Ekstraklasa. Lech goni puchary

Jeszcze rok temu Lech Poznań był niemal pod każdym względem awangardą polskiej piłki. Teraz jest w trakcie dramatycznego pościgu, by w ogóle grać w pucharach, a wygraną z Ruchem przyjmuje się w Poznaniu z ulgą.

Wcale nie musiało być 1:0. Piłka po strzale Jacka Kiełba nie musiała odbić się od nierówności i zaskoczyć bramkarza. Za to akcja w końcówce meczu Pawła Abbotta, po której znalazł się sam na sam z poznańskim bramkarzem, wcale nie musiała skończyć się niepowodzeniem.

Zdetronizowany mistrz Polski, który zdobył bezcenne doświadczenie w pucharach na silnych rywalach, dziś traci do Wisły 11 punktów i bije się rozpaczliwie z Ruchem, Górnikiem, Lechią, Bełchatowem, Jagiellonią czy Śląskiem o szanse na występy w Europie.

Dogonienie Śląska będzie już bardzo trudne, bo ma cztery punkty przewagi na trzy kolejki przed końcem, a punkty gubi rzadko - nawet w takich meczach jak z GKS Bełchatów (Śląsk przegrywał 1:2, wygrał 4:2).

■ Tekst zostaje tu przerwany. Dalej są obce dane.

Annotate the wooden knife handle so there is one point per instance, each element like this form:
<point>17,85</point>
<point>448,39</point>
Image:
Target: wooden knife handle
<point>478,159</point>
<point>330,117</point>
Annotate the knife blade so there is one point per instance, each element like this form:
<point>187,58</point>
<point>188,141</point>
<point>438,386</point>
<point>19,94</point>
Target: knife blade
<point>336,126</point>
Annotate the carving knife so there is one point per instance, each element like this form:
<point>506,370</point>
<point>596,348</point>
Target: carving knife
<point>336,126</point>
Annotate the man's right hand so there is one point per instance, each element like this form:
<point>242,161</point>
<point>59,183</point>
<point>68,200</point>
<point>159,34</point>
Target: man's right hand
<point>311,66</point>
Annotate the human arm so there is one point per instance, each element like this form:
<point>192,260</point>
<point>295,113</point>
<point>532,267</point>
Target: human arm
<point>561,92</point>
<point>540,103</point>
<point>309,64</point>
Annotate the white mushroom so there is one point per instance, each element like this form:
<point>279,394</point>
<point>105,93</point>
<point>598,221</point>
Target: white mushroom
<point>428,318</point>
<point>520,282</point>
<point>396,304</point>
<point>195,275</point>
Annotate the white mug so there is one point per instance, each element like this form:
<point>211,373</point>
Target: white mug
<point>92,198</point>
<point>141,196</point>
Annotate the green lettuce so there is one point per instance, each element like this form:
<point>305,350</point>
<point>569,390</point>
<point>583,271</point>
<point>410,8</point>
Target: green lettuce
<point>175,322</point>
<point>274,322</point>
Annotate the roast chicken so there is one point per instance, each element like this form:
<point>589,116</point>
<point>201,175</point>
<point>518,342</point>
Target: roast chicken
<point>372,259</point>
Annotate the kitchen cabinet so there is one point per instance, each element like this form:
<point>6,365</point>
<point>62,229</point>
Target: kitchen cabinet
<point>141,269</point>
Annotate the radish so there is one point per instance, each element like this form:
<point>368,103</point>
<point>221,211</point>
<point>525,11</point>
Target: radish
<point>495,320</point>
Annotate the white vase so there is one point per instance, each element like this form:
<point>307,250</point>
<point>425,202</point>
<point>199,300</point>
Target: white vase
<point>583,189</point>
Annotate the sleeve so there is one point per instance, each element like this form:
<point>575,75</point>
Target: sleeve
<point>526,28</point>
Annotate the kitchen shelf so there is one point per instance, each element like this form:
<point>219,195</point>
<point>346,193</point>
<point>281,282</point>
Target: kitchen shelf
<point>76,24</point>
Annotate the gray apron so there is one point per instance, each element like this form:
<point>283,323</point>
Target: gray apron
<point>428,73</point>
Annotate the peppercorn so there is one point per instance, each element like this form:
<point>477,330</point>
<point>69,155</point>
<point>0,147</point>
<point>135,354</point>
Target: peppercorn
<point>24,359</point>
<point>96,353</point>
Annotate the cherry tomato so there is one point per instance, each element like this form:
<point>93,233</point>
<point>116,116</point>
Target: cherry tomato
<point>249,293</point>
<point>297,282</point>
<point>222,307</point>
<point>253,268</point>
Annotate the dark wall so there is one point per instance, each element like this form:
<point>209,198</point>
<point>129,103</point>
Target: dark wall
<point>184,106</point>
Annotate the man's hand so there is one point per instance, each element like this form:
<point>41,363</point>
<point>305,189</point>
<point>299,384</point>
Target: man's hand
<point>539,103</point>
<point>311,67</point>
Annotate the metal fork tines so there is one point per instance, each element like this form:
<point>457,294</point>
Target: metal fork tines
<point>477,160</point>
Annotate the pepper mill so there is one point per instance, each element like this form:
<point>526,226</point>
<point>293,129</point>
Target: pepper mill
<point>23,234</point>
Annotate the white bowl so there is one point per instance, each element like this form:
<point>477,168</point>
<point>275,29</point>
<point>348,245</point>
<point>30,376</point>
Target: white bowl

Obecnego Lecha na takie ekstrawagancje nie stać. Jego mecze rozstrzyga - z drobnymi tylko wyjątkami - najczęściej jeden gol, niekoniecznie na korzyść mistrzów Polski.

Lech nie gra już efektownie i nie dominuje nad rywalem, niezależnie od tego, czy ma dobrą murawę (jak w środę w Krakowie), czy fatalną (jak w Poznaniu).

Trener José Bakero apeluje o cierpliwość i zaufanie ("Wszystkie moje decyzje są logiczne, przynajmniej dla mnie"). - Nasz zespół ma kręgosłup, wokół którego można budować resztę. Może się dalej rozwijać. Przyznam dla kontrastu, że nie rozumiem, w jaki sposób budowany jest zespół Wisły - mówił niedawno szef skautingu Lecha Piotr Rutkowski. Powtórzył tym samym argumenty podawane przez ojca, właściciela klubu. Czyli Lech jest budowany sensowniej od Wisły, bo bez szastania pieniędzmi.

Wisła może pozazdrościć Lechowi występów w Europie, w Polsce to jednak ona regularnie zdobywa tytuły. "Kolejorzowi" pozostaje raczyć swych kibiców emocjami w boju o puchary ze Śląskiem, z Lechią, Jagiellonią, Górnikiem czy Ruchem - zespołami, które wydawał się już mieć daleko za plecami. Łatwo tym emocjom ulec, zapominając, że celem miała być rywalizacja z Wisłą o tytuł.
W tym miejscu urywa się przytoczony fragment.